Malgré l’accord de paix signé dernièrement dans la capitale Bangui entre gouvernement et groupes armés, la situation sécuritaire en République centrafricaine reste particulièrement instable et précaire. Dans ce pays meurtri par les guerres et autres coups d’Etat, qui compte parmi les moins développés au monde, une organisation tchèque continue pourtant de mener sa mission, notamment éducative à travers un projet appelé « L’école en jouant ». Cofondatrice de SIRIRI, Ludmila Böhmová est revenue récemment d’une mission de contrôle d’un mois dans l’ouest du pays.

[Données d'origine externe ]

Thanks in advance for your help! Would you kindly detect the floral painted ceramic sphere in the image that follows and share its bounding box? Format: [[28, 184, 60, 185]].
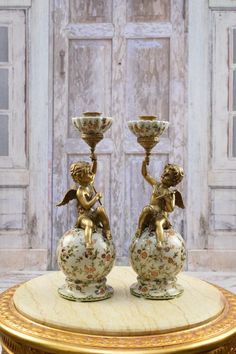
[[130, 228, 186, 300], [57, 228, 116, 302]]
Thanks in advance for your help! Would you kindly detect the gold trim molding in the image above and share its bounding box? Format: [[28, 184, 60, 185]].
[[0, 285, 236, 353]]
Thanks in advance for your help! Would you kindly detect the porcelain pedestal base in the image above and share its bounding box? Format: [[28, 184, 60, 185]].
[[58, 277, 113, 302], [130, 229, 186, 300], [130, 277, 183, 300], [57, 227, 116, 302]]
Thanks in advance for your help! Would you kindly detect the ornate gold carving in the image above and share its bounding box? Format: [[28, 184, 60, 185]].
[[2, 333, 50, 353], [0, 285, 236, 353], [207, 336, 236, 353]]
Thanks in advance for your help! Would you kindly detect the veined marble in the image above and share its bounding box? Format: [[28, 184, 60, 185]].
[[13, 267, 225, 335]]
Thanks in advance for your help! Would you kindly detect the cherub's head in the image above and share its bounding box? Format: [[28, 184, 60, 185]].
[[161, 164, 184, 187], [70, 161, 94, 186]]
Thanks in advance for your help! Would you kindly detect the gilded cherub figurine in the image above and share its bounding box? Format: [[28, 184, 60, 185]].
[[135, 158, 185, 247], [57, 153, 112, 250]]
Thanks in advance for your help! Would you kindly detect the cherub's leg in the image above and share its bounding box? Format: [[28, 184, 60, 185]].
[[136, 206, 153, 237], [95, 207, 112, 240], [155, 218, 165, 247], [81, 217, 94, 249]]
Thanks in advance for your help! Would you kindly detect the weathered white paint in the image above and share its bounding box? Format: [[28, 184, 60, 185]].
[[211, 188, 236, 231], [68, 39, 112, 129], [0, 170, 29, 186], [0, 11, 26, 169], [0, 232, 28, 249], [127, 0, 170, 22], [209, 0, 236, 8], [0, 10, 27, 251], [168, 0, 186, 235], [53, 0, 186, 267], [212, 12, 236, 170], [187, 0, 210, 249], [1, 0, 235, 273], [209, 10, 236, 250], [126, 38, 170, 122], [64, 138, 113, 154], [69, 0, 112, 23], [0, 1, 50, 270], [0, 0, 31, 7], [64, 23, 114, 39], [0, 249, 47, 271], [27, 0, 50, 252], [208, 170, 236, 186], [124, 22, 172, 38], [188, 2, 236, 269], [53, 0, 72, 268], [188, 250, 236, 271], [0, 188, 26, 230]]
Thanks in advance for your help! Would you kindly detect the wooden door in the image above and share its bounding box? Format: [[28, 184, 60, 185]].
[[0, 2, 51, 271], [53, 0, 186, 266], [0, 11, 27, 250], [210, 11, 236, 248], [187, 2, 236, 271]]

Ludmila Böhmová,  photo: SIRIRI
Si Ludmila Böhmová est revenue saine et sauve de ce séjour dans un pays qui compte très certainement parmi ceux dans le monde que les Tchèques connaissent le moins, son témoignage n’est cependant guère teinté d’optimisme :

« La situation s’est plutôt encore aggravée. Officiellement, la crise humanitaire causée par le coup d’Etat de 2013 s’est achevée en 2015-2016, et c’est la raison pour laquelle plusieurs organisations internationales ont arrêté leurs programmes d’aide. La réalité est que 85 % du territoire restent occupés par les groupes de rebelles, ce qui signifie qu’aucune aide humanitaire ne peut y être achevée. Or, on estime à près de 3 millions sur une population de 4,6 millions d’habitants, le nombre de gens qui sont directement menacés par la violence et auraient besoin d’une aide. »

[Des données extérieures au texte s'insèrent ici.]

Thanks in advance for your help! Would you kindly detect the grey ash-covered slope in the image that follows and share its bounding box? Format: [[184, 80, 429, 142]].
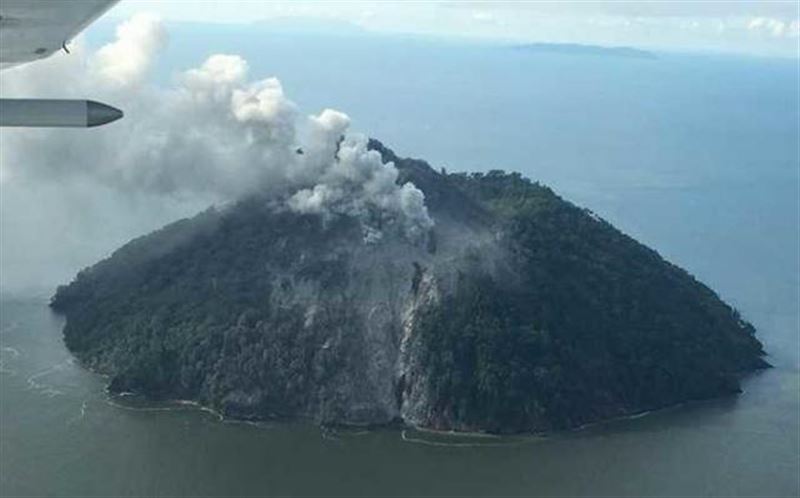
[[51, 140, 768, 433]]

Si SIRIRI continue de fournir son aide en Centrafrique, c’est parce que l’organisation opère dans une des rares régions du pays où cela reste encore possible, frontalière du Tchad et du Cameroun, comme l’avait expliqué son ancien directeur Fabrice-Martin Plichta lors d’un précédent entretien à Radio Prague :

Photo: SIRIRI
« Nous intervenons dans une région qui est plus calme. Nous travaillons dans l’ouest du pays, qui est moins perturbé par les combats qui peuvent endeuiller le pays. Nous nous appuyons sur des partenaires locaux qui ont une bonne connaissance des lieux, du milieu, des personnes et intervenants divers qui pourraient se manifester. La situation semble suffisamment sûre pour que nous puissions réaliser cette formation. »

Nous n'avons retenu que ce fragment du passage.